Buddha si era dunque abituata a rispondere al richiamo per l'acqua, il cibo e le carezze e "Micia" non sortiva il medesimo effetto, restandosene pigramente al davanzale con lo sguardo sognante ai monti. Passarono i giorni e la gatta, non chiamata, si limitava a bere ma non toccava la ciotola del cibo e non accettava effusioni. Il saggio, preoccupato, non voleva tuttavia rinnegare il proprio credo né rivolgersi nuovamente al veterinario rischiando di spendere le parole destinate alle illuminazioni. Si disse che senz'altro quel disguido non gli era capitato per caso.
La gatta intanto dimagriva a vista d'occhio e il saggio soffriva nel non poterla nutrire. Decise allora di rivolgersi a un vecchio che abitava in un bivacco su un monte più alto e che per questo era chiamato L'Eremita. Si incamminò di buon mattino, al limitare del sesto giorno di digiuno. Quando fu in cima, lo trovò che spaccava legna per l'inverno. Cercando di contenere il più possibile il racconto, disse "Il gatto Buddha è una gatta: senza nome, non mangia". Il vecchio lo guardò esterrefatto, "Hai capito te", e si rimise a dar colpi d'accetta. Il saggio rimase disorientato per qualche istante. Poi gli sovvenne il primo raggio del Dharmachakra, la Retta Comprensione. Aveva in effetti a lungo errato nel credere quella gatta un gatto, fino al giorno in cui la domanda aveva insidiato quel simulacro di certezza, tarlandolo tanto da verificare. Ora sapeva.

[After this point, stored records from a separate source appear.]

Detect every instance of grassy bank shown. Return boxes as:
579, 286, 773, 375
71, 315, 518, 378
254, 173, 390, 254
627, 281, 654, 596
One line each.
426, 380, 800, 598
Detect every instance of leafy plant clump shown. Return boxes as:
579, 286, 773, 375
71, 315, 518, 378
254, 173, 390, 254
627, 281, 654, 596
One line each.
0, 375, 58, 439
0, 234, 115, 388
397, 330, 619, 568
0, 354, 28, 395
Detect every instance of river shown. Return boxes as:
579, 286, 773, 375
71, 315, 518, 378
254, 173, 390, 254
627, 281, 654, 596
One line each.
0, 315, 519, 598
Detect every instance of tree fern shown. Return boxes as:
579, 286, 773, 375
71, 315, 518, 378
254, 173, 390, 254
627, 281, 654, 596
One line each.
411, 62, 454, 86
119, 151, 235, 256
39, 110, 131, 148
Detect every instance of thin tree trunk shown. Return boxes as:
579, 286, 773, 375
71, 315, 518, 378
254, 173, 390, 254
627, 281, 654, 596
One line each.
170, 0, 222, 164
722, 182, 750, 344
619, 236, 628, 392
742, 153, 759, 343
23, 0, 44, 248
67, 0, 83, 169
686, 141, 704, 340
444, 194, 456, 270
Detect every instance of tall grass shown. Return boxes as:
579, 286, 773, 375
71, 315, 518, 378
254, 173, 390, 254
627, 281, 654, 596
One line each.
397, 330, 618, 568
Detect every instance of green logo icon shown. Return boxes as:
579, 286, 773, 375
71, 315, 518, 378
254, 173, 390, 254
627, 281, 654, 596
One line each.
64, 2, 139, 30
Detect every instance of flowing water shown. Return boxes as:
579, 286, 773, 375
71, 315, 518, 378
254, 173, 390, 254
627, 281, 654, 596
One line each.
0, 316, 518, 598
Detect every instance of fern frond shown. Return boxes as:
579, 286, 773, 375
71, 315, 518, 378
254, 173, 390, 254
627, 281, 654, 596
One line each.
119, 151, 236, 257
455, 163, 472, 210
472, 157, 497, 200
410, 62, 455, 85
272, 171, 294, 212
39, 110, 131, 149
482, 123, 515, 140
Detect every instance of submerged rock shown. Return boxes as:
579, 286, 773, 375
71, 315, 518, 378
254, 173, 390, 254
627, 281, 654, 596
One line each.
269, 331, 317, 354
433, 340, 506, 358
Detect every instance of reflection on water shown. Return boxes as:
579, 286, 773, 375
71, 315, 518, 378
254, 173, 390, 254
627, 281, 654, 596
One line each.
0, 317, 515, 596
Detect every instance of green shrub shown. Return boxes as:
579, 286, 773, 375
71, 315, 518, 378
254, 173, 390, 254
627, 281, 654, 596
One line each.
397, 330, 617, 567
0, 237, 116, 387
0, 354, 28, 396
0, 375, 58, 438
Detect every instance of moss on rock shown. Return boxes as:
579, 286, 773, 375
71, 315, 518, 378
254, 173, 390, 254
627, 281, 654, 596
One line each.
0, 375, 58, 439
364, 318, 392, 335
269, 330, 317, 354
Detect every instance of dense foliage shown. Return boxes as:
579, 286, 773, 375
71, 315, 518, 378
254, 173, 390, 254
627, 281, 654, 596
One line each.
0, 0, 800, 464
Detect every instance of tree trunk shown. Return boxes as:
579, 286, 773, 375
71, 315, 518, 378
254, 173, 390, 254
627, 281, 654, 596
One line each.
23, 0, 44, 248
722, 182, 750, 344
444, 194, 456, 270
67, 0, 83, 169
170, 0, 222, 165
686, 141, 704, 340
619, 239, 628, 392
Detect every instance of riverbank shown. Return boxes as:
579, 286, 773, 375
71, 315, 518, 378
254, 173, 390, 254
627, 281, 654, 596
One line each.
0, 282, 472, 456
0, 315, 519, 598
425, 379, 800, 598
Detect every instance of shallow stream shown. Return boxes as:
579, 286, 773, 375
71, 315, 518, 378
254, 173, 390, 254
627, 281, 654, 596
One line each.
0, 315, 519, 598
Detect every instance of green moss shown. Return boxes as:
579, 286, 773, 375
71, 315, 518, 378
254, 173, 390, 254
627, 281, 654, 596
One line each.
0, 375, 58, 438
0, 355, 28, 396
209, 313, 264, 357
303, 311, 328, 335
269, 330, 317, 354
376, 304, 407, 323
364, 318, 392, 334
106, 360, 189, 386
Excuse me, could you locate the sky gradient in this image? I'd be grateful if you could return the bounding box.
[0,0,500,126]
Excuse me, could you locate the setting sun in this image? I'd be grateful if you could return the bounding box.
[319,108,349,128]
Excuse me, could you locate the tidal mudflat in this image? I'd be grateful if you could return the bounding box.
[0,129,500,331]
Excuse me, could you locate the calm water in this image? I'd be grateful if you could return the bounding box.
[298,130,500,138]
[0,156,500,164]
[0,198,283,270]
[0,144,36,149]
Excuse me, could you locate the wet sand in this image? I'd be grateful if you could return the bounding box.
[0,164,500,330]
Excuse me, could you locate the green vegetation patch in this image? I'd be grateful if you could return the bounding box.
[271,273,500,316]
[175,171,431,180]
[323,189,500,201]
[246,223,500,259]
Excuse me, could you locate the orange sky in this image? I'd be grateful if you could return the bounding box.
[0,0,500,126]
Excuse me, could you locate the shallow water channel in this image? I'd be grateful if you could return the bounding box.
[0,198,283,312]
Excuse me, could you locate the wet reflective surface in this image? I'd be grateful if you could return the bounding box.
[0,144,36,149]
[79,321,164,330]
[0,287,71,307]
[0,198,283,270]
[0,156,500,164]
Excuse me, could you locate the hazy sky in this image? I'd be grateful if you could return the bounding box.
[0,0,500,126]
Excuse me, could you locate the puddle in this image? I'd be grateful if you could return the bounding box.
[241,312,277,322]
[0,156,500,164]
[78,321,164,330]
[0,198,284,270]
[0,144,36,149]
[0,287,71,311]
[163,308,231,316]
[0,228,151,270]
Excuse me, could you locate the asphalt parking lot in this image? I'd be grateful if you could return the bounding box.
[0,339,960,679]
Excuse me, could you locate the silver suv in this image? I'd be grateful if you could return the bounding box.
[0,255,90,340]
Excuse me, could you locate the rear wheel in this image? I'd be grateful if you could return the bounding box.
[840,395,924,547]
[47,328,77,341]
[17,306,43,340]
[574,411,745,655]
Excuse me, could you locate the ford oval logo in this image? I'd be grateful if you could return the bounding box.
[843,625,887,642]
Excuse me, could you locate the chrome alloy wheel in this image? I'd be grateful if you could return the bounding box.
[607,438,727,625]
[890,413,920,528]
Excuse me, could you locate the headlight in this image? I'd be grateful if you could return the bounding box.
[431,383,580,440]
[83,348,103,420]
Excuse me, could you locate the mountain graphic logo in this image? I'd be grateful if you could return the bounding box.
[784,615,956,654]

"Che devo fare?". Il vecchio, senza nemmeno guardarlo, rivolse attonito gli occhi al cielo ed esclamò "Ma perché? Perché?". E, benché le maniere dell'Eremita gli sembrassero alquanto inconsuete, il saggio si mise di nuovo a pensare. Il secondo raggio, la Retta Motivazione. Era sicuro di essere mosso da un buon fine? Desiderava che la gatta vivesse per ascoltare i suoi discorsi o perché potesse essere felice? Vederla deperire dapprima lo aveva infastidito, come un capriccio, poi, passatogli il sospetto del ricatto, si era sinceramente rattristato per lei.
Ciò che dunque mancava era la Retta Parola. Sapendo di dover stringere, chiese "Qual è il suo nome?". "Bontà divina! Tornate da dove sei venuto e non fare la fatica di risalire fin quassù". Ormai la chiave era chiara: Retta Vita, Azione e Sforzo. Discese le pendici, arrivando a casa che il buio l'aveva già raccolta. All'aprirsi della porta la gatta non si voltò e un profondo dolore gli strinse il petto. Si inginocchiò allora disperato, stanco del cammino, infrangendo ciò che si era sempre ripromesso, cioè di non rivolgere preghiere di poco conto per liberarsi dalle naturali sofferenze della vita. "Buddha, seguirò meglio il tuo Dharma, ma fa' che la gatta mangi il suo cibo".
E fu così che Buddha, sentendo di nuovo il suo nome, si svegliò come da un lungo sonno e si appressò al contenitore, gustandone le delizie. Finito anche l'ultimo boccone, girò la ciotola con il muso, e con quella il corso del destino. Il saggio decise in cuor suo che la gatta si chiamasse Dharma, ma per sicurezza continuò a pronunciare frasi come "Buddha, da' anche oggi il cibo a Dharma" o "Buddha, ho preparato questi teneri bocconi per Dharma". Persino, talvolta, e con qualche titubanza nella voce, "Buddha, ma quante coccole si prende Dharma!" Ma di tutto questo e del suo seguito nessun essere umano seppe. A loro il saggio si limitò un giorno a dire: "Il nome che ho è in quello che mi hanno dato".